Cereal Chicken

I’ve tried making cereal prawns several times, but I’ve never attempted using chicken in place of prawns. My cousin was coming over for dinner, and since she was allergic to prawns, I decided to tweak my usual cereal prawn recipe. The result was surprisingly delicious – the chicken was juicy and the cereal and curry leaves added flavour and fragrance. Though I personally prefer cereal prawns to cereal chicken still, this would make for a good alternative. If you prefer, you can use thinly sliced chicken strips instead, though the chicken may be less tender.

Cereal Chicken
Serves 4 (as a side)

Ingredients:
2 large piece of chicken breast meat, lightly tenderised
1 tsp corn flour
2 tsp light soy sauce
1/4 tsp pepper
1/4 tsp sesame oil
oil for frying

1 tbsp unsalted butter
1 tbsp vegetable oil
2 cloves of garlic, chopped finely
6 sprigs of curry leaves, rinsed and dried, stalks removed
1 chilli padi, thinly sliced (remove seeds if preferred)
3/4 cup Nestum cereal
1 tsp sugar
1/2 tsp salt

Method:

  1. Tenderise chicken with a tenderiser.
  2. Marinate chicken breast with corn flour, soy sauce, pepper and sesame oil.

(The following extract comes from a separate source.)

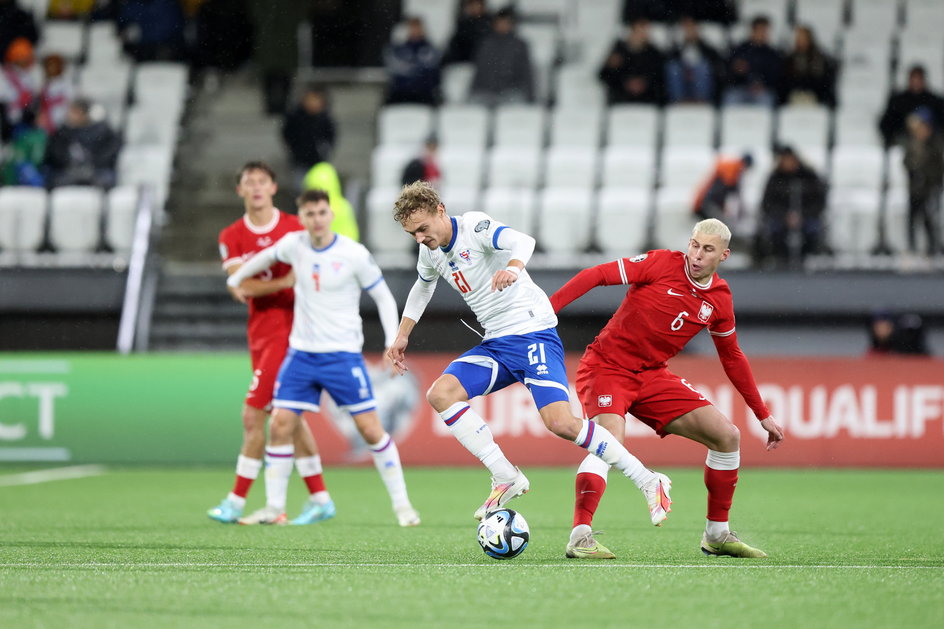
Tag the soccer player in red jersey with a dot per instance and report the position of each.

Cover and set aside in the fridge for at least 30 minutes.
  3. In a skillet, heat oil over a medium flame.
  4. Fry chicken breast till light brown on both sides. Chicken should be just cooked through.
  5. Allow to cool slightly before cutting into slices. Set aside.
  6. In a clean skillet or wok, heat butter and oil.
  7. When butter has melted, add garlic, curry leaves and chilli and fry till fragrant.
  8. Add in sliced chicken and mix well.
  9. Add in sugar, salt and cereal and mix well. Do not overdo this step or cereal will not be crispy.
  10. Serve hot with steamed white rice.